Kuzguncuk yolu hayli zorlu, Üsküdar şantiyesi aşılmalı önce ama gitsem, gitsem bir halep ekmeği alsam fırından sabah sıcağıyla. Bir de fidanlığa girip şu evleri gözlesem. Bu evler dantel dantel, Ak-dere Fidanlığından başka hiç bir yerden gözlenemiyor.

Geçtiğimiz hafta her kitapçıya girdim, yoluma çıkana da girdim, çıkmayana da özel gittim. Bu kitap yok yok yok. Her kitapçıya, "İstiyorum, getirin," dedim. Sonunda birinden aldım. Bugün okumaya başladım. Keyif içindeyim. (Kitap Yayınları, 35 YTL, Internet / kitabevi savaşlarını internet kazanacak diye korkuyorum. Onun için kitapçılardan alıyorum hala kitaplarımı. Koklamadan, okşamadan olmaz.) Yanına Mikonos'tan gelen kalamata kutusunu çok yakıştırdım. Siz de okursanız, siz de yakıştıracaksınız. Kimsecik zaten her yere yakışır. Hele bir de kutuyu açsaydım da tadına baksaydı. Çok zeytinimiz var, ondan açmadı Annoya, önce onları bitirelim, e mi güzel kızım, e mi Kimsecik?

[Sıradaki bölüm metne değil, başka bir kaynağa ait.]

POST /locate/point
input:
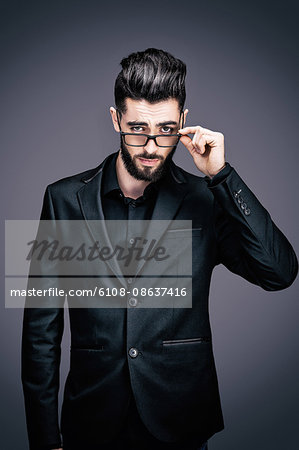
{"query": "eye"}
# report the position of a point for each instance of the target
(137, 129)
(168, 130)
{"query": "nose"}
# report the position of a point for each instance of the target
(151, 146)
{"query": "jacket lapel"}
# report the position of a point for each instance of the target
(89, 197)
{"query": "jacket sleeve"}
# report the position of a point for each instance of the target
(40, 360)
(248, 242)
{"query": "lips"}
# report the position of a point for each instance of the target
(148, 162)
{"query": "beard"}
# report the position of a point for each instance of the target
(147, 173)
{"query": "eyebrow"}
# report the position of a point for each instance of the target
(160, 124)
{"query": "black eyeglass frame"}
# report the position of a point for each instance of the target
(149, 136)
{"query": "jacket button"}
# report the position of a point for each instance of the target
(133, 352)
(133, 301)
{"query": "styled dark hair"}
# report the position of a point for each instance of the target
(152, 75)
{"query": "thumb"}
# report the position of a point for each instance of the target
(187, 141)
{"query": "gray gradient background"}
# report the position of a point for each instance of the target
(58, 65)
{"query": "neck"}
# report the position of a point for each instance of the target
(129, 185)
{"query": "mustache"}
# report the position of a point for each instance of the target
(149, 156)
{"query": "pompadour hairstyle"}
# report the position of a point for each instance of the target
(152, 75)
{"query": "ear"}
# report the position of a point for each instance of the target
(114, 118)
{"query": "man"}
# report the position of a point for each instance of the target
(144, 378)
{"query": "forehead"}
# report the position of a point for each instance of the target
(142, 109)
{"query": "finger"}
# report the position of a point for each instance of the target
(193, 130)
(187, 130)
(199, 141)
(187, 141)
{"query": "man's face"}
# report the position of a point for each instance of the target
(149, 163)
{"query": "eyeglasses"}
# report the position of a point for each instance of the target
(141, 140)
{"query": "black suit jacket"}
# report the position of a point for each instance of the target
(173, 378)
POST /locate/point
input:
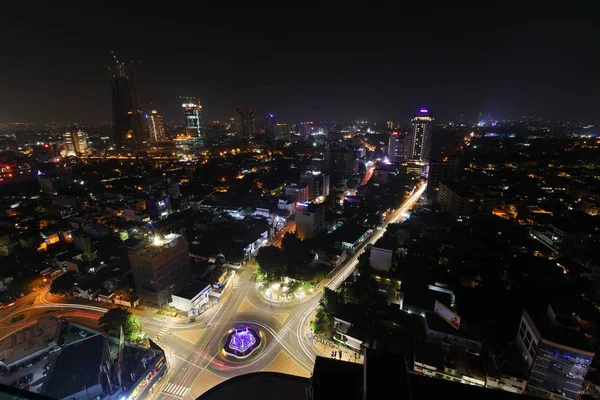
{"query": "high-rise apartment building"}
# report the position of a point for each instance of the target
(160, 267)
(396, 149)
(156, 127)
(310, 219)
(244, 121)
(420, 135)
(318, 185)
(192, 114)
(74, 142)
(282, 132)
(128, 130)
(270, 125)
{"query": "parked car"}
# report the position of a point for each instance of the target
(557, 366)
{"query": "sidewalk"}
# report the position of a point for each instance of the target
(325, 349)
(277, 298)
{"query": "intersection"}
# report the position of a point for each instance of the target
(194, 350)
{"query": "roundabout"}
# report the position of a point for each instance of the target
(242, 342)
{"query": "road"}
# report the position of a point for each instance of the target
(193, 350)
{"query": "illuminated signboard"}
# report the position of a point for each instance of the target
(447, 314)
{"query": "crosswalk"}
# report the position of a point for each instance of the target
(163, 331)
(176, 390)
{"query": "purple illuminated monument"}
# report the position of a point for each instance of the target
(241, 341)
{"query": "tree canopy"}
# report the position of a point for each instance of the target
(115, 318)
(271, 262)
(63, 284)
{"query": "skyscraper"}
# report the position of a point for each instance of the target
(192, 113)
(244, 121)
(250, 128)
(270, 125)
(282, 131)
(127, 115)
(156, 127)
(420, 135)
(396, 149)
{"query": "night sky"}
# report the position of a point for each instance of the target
(339, 62)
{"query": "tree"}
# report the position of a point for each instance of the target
(115, 318)
(329, 301)
(63, 284)
(271, 263)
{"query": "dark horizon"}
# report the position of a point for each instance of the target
(333, 62)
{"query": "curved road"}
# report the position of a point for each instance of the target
(194, 350)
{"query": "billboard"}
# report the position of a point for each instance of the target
(447, 314)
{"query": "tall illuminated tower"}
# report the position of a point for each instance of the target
(420, 135)
(156, 127)
(192, 114)
(244, 121)
(270, 125)
(127, 115)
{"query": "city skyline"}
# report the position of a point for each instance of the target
(467, 61)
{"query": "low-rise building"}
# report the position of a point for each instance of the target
(310, 219)
(557, 355)
(191, 298)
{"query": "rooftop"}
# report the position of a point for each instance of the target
(76, 367)
(561, 335)
(191, 290)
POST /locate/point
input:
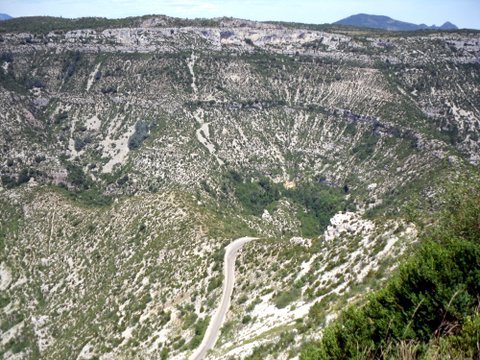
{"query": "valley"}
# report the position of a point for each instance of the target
(134, 152)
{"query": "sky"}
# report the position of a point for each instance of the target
(463, 13)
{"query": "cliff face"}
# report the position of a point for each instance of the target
(158, 116)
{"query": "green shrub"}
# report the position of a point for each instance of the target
(432, 299)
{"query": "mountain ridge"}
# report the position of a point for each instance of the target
(5, 17)
(387, 23)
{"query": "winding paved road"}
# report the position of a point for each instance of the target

Akşam Yakup'a gitmeliyim. Toplanıyorlar / toplanıyoruz, ölmüş olan arkadaşımız Kerim'in doğum gününü kutlayacaklar / kutlayacakmışız. Kaçacak delik arıyorum. Ve de kaaaçtııım. Kalbimi kontrol edemiyorum. Ayaklarımın gitmek istemediği yerlere kalbim de gitmek istemiyor. Kalpsiz ayak olmuyor falan feşmekan.

(Kerim Bekdik solda, öldü. Akın Kuruner ve Ömer Karacalar arkadaşlarım iyi ki varlar.)

3 Comments:

  • oyacığım,
    kimsecik ismiyle cismiyle yakışmış bu poza.. postunu okurken güneşi sonbahar ayazına, anne kokusunu öksüz yavrulara, kalbin pusulasını kitapçı tozlarına buladım. Oldu mu sana bir oya. afiyetle yiyiniz..
    sevgiler,

    By Blogger hera, at 10 Ekim 2005 10:31  

  • Doğu'nun istediği başım üstüne... Kimsecik de sizi öpüyor.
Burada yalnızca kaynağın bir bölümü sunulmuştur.